We made it back to our seats just in time for the end of the Pestroy’s set and from the little I saw I can say that they are able to move around the stage at a rate of knots; I was able to understand roughly every second word in the songs; and they seemed to know how to use their instruments. Given the chance to see them again, I wouldn't immediately refuse.

We then sat around for what seemed like an eternity before the main act took to the stage. And when they did, everything else that came before was cleansed from my memory.

From the first note it was clear that this is a band who understands what it takes to put on a show. They know what you need to do to get the audience on your side and how to turn every song into a masterclass on the art of concert performance.

Not being a real Metallica fan – I was there because two real fans couldn't go and couldn't bear that their tickets would go to waste – I don't know all the songs they played and couldn't tell you what order they played them in. What I can say is that I stood up 15 seconds into the first song and didn't sit down until I collapsed onto the seat of the metrorail train on my way back to Park Station.

I shouted, I screamed, I shook my head in the way that is customary at these kind of concerts. I sang along when I knew the words and when I didn't, I didn't care because I was having such a good time. I especially loved it during The Memory Remains, where the band let the audience sing on for a good minute or more with just a drumbeat to keep everyone together. I had thought that they might end on Nothing Else Matters or Enter Sandman, but the encore was as rocking as the rest of the concert.

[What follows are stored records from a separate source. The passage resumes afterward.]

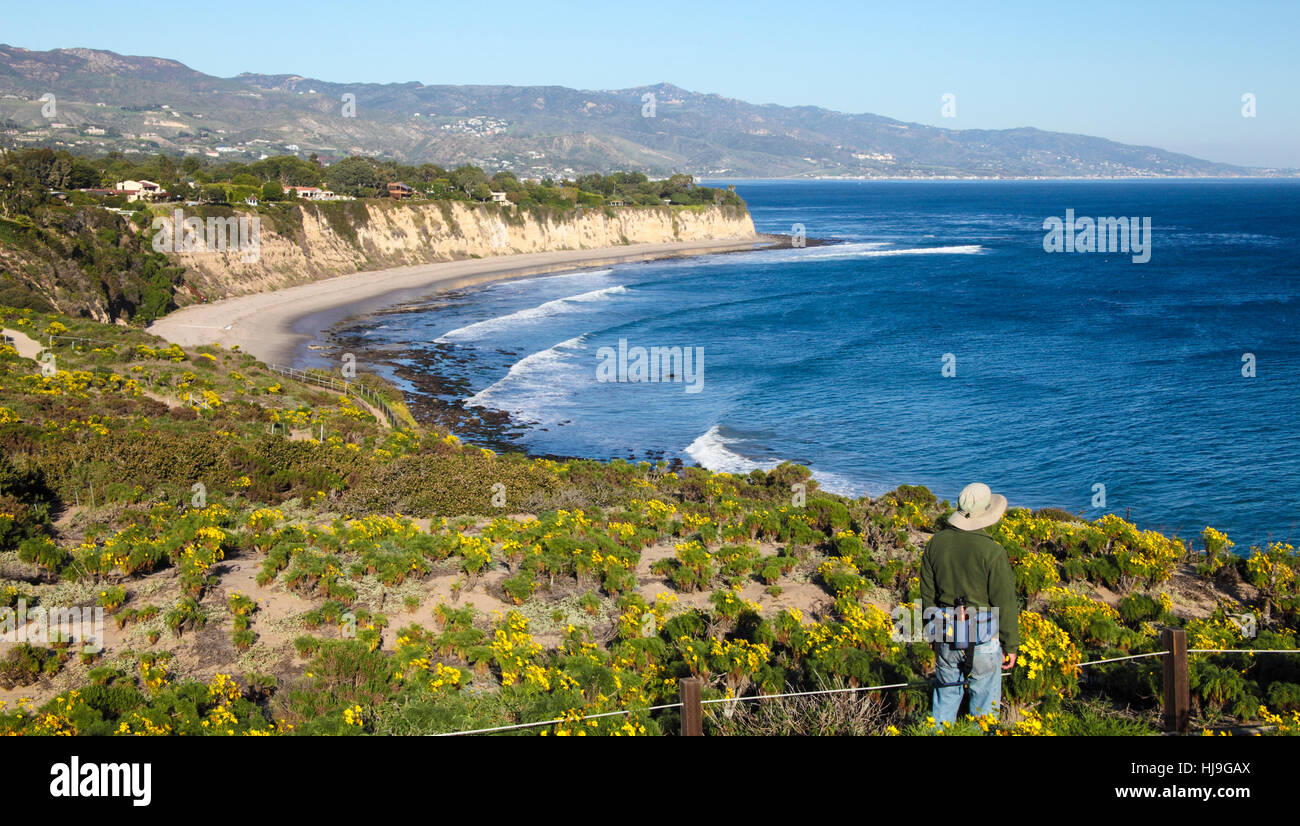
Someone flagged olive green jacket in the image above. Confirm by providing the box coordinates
[920,527,1021,653]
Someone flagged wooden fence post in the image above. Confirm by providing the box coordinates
[1161,628,1191,734]
[677,676,705,738]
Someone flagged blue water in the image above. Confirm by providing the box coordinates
[332,181,1300,546]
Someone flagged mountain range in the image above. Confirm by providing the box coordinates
[0,44,1296,178]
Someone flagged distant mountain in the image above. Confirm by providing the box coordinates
[0,46,1295,177]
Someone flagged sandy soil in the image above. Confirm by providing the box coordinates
[148,237,772,364]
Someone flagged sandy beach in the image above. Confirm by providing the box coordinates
[148,235,779,364]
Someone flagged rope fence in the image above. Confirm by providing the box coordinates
[268,364,406,431]
[432,628,1300,738]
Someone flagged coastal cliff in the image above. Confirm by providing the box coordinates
[169,200,757,304]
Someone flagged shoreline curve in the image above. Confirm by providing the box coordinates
[146,234,788,366]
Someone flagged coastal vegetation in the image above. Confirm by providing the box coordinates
[0,307,1300,736]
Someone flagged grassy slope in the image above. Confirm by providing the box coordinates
[0,308,1300,734]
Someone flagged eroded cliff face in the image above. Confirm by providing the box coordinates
[169,200,757,304]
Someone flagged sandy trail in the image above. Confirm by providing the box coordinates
[148,235,774,364]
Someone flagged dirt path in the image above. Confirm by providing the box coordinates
[4,326,46,362]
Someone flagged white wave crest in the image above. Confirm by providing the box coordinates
[800,243,984,259]
[436,285,628,342]
[465,333,586,424]
[686,424,888,500]
[686,424,780,473]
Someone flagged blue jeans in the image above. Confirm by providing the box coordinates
[931,637,1002,727]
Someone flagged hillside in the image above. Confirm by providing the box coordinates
[0,46,1294,178]
[0,308,1300,735]
[0,150,757,323]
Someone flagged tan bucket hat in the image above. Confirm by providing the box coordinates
[948,481,1006,531]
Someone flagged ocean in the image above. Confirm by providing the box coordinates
[322,181,1300,548]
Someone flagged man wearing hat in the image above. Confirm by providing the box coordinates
[920,483,1021,727]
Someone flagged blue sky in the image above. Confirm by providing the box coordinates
[10,0,1300,167]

I thought it was going to be loud, but it didn't seem so until I got home and I realised my ears were still ringing. So I guess I was wrong about the volume. Perhaps they didn't turn the amplifiers up to 11 but it was close.

Close to the end of the show, they broke out the pyrotechnics and that, along with the massive video screens, were the icing on top of a great concert cake.

My enjoyment of a concert is often based on the level of interaction the band has with an audience. All too often there is little difference between going to a concert and watching a DVD of a live performance.

James Hetfield made us feel like we were part of something special on Saturday night and after the show was over and people were filing from the stadium the whole band was still on stage interacting with the people at the front of the crowd, throwing plectrums and drumsticks into the crowd and giving people far more than they paid for.

Bon Jovi is at Soccer City on May 11 and they will have to go above and beyond the call of duty to come close to the experience that the Metallica fans got this weekend.